It is as if the real Erin is tiny, frail, and pushing with all her might against skin and bone and fat and muscle to get out.
That’s not metaphorical, it’s how I feel inside my body as I come off these powerful steroids. I am trapped in this stretched and padded frame, pressing hard from the inside.
Pressing and pushing and poking so that my chin moans when I turn my head. The back of my neck, heavy with a steroid hump, screams in pain if I dare attempt to look to the sky.
This is what it is like to live with Lupus.
As I showered this morning, I made a mental note of my growing stretch marks. Purple. Red. Blue. Almost like a hand mark from my back to under my arms. Then again across my back, above my hips, around my very swollen stomach.
This is what it is like to live with Lupus.
It’s hard to get dressed. To make dinner. To brush my teeth. Sometimes the pain, no…the heaviness…is so overwhelming I am hospitalized. I need intravenous drugs to take away the ache that pulses through every muscle and joint. I need to be admitted, overnight, in order to get ahead of the sheer volume of uncomfortable pain that can over take me with one small dosage slip up or weather change. Or infection. Or medication change. Or …who knows.
I just know this is what it is like to live with Lupus.
Tonight I raised my arms to do dishes and winced. Is it the tapering of this strong steroid? Is it the weight that steroid has put on my arms? Could it be the muscle relaxers? Perhaps some break through pain as I try a new fibromyalgia drug.
This is what it is like to live with Lupus.
And as I get the house and family back to normal after my brief hospital stay, I re-asses the calendar. Two doctor appointments on Monday. Three pharmacy runs this week. Juggling school pick-up, kid activities, classroom presentations with my drugs that render me unable to drive, think clearly, and be fully present.
This is what is it like to live with Lupus.
As I type, I take breaks to rest my puffy wrists. I massage my elbow, stretch my fingers, and open another email or two…this way I can read while I wait for my body to recover enough to continue my thoughts. I read messages from family and friends wishing us well, asking why I was in the hospital. I read yet another unsolicited list of herbs or chants or veggies or nuts or fruits I “must” include in my regimen in order to be “cured” of my ailments. I read more about mini-strokes, inflammation on the brain, and what to expect next week in my son’s classroom. I massage my wrists more and then choose to read about the royal wedding. the NHL playoffs, or a pinch of politics- just to get away from the ever-present, ever-taxing disorder that has taken over my body and my life.

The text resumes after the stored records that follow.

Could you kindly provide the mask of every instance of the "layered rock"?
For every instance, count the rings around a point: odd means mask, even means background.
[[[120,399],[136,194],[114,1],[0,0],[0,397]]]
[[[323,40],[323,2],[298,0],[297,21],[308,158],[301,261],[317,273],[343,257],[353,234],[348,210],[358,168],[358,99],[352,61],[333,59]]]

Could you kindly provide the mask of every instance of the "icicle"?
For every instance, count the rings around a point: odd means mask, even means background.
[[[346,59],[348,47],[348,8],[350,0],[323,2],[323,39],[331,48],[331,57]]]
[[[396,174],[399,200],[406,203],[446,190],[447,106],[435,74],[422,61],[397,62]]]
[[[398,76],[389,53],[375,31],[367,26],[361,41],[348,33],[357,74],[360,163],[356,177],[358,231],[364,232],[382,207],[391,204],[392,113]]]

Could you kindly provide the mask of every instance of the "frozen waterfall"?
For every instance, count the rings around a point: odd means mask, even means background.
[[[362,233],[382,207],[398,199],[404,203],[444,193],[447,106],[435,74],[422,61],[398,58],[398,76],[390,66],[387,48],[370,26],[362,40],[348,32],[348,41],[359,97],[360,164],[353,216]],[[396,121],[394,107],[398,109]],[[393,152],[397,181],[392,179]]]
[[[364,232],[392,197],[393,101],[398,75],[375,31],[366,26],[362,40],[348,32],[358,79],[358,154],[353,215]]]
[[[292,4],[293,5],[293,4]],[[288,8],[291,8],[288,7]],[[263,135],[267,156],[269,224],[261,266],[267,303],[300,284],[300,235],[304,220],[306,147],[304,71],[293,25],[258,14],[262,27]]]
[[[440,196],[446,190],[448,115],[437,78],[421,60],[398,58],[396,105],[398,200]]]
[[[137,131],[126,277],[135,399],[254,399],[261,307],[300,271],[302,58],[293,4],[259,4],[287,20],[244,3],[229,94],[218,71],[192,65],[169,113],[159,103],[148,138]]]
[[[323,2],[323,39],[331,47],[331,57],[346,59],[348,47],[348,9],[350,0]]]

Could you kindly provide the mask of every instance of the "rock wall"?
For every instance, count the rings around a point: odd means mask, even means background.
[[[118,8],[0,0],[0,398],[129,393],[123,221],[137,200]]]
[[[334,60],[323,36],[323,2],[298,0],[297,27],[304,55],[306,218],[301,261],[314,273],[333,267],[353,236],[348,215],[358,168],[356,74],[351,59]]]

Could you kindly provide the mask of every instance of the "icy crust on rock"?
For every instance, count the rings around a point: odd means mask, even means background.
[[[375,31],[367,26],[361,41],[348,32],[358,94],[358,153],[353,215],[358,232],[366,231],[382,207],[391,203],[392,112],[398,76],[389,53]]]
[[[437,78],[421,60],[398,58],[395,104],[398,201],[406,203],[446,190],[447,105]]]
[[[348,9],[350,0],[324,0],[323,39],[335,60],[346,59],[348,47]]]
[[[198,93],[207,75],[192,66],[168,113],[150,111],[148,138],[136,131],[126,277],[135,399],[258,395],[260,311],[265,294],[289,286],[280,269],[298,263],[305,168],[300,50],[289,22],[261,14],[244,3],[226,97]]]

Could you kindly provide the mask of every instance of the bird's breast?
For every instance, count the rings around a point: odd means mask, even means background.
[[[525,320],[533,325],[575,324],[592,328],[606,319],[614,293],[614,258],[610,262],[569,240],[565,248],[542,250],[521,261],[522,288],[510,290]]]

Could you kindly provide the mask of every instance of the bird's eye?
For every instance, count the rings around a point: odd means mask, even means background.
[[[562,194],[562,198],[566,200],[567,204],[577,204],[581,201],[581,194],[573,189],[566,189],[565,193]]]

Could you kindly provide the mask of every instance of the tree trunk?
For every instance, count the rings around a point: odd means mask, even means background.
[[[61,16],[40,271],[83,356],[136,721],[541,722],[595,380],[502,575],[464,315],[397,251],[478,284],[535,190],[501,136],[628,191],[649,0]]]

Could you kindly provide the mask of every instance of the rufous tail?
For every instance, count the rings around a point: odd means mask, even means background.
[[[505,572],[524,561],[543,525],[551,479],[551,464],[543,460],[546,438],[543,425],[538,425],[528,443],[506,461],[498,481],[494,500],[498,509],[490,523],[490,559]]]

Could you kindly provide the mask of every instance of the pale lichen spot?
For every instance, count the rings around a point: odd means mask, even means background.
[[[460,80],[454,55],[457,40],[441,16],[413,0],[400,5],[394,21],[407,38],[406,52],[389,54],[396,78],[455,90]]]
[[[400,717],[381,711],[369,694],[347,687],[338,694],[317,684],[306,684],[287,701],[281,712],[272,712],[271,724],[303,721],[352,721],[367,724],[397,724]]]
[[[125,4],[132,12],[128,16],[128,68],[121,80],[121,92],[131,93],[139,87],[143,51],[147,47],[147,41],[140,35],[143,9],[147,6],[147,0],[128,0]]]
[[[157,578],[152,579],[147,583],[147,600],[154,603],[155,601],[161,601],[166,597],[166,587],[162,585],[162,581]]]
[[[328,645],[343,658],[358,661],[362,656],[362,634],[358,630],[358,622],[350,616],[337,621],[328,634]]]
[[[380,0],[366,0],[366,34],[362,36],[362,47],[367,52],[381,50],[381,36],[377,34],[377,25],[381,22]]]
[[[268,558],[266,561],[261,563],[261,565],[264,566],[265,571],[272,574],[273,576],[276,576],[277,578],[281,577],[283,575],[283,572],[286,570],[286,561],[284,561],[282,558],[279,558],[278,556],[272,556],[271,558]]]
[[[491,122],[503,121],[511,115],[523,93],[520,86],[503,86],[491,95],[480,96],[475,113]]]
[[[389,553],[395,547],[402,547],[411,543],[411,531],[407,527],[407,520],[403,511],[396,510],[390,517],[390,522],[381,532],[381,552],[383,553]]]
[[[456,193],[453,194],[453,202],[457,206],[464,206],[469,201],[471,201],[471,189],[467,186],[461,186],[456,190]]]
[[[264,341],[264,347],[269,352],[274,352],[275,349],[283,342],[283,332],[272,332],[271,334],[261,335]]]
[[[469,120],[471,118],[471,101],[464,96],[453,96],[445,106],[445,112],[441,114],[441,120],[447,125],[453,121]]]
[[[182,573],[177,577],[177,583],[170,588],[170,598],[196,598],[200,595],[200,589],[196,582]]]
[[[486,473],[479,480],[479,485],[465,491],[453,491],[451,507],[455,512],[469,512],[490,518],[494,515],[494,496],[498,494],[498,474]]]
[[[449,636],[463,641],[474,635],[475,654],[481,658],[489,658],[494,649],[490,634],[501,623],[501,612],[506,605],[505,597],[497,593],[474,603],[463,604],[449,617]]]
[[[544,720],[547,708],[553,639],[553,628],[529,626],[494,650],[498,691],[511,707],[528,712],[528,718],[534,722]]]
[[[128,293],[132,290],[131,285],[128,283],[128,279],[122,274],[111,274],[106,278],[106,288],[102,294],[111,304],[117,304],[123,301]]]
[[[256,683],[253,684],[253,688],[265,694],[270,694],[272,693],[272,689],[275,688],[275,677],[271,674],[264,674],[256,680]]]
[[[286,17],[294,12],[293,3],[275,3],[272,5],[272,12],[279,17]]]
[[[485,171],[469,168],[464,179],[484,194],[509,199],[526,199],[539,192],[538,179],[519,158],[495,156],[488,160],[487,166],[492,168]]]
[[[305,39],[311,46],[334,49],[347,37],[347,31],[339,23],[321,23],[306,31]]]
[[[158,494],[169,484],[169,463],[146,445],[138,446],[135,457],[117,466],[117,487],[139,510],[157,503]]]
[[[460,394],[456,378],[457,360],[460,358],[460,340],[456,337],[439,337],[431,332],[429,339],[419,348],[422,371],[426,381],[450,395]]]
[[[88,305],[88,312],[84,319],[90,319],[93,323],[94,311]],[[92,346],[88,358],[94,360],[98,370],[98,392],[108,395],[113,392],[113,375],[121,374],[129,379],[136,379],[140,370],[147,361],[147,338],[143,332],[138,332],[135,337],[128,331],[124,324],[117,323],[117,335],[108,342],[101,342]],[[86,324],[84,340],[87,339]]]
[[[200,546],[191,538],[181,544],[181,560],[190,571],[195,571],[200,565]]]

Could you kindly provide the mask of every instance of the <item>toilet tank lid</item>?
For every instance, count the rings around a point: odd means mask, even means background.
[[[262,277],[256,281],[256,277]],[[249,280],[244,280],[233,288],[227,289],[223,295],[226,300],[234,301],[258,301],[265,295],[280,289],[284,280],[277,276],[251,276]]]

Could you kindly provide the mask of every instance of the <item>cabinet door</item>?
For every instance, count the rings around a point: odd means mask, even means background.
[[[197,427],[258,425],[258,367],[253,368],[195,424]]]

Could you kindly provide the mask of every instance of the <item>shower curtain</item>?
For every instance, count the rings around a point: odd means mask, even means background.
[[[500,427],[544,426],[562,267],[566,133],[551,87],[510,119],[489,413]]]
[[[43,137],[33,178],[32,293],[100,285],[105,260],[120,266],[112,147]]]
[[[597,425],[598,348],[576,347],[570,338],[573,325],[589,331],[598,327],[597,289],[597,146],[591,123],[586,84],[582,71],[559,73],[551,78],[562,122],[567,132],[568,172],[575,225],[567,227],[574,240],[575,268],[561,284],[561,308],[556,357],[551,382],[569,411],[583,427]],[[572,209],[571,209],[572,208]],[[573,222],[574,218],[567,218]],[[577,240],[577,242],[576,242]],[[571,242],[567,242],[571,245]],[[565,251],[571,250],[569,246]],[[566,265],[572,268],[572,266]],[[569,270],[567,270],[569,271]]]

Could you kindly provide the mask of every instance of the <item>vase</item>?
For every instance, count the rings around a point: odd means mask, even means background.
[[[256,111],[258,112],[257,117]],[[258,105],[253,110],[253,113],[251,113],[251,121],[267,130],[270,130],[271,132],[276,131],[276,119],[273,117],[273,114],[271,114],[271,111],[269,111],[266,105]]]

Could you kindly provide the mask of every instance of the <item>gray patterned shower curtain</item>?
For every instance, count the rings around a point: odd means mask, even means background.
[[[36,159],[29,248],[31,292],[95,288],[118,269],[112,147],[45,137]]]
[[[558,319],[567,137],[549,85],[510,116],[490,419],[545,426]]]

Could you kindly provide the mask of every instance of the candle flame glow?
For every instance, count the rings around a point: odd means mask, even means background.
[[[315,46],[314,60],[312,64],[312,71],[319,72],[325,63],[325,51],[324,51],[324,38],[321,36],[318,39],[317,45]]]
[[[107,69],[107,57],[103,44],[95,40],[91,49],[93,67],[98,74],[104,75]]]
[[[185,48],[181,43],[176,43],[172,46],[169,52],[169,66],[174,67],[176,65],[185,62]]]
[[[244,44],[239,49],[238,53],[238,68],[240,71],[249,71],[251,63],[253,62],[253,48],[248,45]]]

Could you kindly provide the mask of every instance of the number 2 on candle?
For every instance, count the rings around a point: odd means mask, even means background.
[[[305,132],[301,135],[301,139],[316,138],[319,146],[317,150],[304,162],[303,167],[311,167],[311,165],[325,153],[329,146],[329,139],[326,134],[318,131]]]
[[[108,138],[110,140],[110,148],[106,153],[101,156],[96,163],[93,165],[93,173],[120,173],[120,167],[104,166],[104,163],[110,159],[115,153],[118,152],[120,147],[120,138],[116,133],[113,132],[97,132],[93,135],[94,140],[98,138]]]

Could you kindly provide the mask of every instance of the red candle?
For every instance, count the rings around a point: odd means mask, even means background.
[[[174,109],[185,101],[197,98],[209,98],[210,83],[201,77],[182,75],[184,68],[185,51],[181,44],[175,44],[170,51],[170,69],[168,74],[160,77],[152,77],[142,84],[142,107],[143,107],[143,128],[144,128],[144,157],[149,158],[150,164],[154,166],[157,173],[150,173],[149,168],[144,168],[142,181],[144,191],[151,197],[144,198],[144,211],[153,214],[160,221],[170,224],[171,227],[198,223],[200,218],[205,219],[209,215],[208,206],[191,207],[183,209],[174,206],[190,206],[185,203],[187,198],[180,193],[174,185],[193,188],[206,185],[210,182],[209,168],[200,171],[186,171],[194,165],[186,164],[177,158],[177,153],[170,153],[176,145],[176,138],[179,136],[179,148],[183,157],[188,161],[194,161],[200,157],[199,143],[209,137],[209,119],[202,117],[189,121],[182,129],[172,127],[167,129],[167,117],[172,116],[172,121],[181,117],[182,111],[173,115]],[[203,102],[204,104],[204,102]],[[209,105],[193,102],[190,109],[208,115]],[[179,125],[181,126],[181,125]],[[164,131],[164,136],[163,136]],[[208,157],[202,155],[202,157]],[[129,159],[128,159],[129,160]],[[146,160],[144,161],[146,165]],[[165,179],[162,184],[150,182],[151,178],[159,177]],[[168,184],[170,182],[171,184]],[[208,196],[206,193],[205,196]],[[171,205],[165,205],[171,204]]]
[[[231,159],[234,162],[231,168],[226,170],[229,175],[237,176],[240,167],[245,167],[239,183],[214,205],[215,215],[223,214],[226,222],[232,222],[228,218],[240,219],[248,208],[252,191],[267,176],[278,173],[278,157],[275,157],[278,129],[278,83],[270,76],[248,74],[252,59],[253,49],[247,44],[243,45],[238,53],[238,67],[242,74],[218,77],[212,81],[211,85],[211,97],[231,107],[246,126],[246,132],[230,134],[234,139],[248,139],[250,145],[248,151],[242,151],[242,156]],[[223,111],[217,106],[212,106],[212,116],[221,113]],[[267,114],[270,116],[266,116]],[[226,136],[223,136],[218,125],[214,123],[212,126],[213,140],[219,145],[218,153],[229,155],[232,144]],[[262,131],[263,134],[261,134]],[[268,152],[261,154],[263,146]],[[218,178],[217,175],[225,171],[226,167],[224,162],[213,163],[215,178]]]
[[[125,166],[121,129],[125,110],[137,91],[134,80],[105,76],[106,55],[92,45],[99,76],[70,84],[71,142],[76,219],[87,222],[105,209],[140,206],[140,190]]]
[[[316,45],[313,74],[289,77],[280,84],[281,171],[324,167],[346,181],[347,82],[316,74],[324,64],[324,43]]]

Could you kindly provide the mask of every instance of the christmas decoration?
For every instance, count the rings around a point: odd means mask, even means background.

This is what it is like to live with Lupus.
It is easy to be discouraged when your body is overrun by pain and medication. When your mind is in constant worry over which organ will be inflamed next, or which morning will result in yet another hospital stay.
But it takes courage to remember Erin is inside…still pressing on that stretched skin. I continue to push. I continue to get out of bed. I continue to raise my arms, no matter how uncomfortable, to wash my own hair and brush my own teeth. I continue to space my medication so I can get back to driving, even if only to and from school. We are tapering off this steroid. My body will return, slowly, to its normal size. And eventually, as I continue to press, I will break through.
This is what it is like to live with Lupus.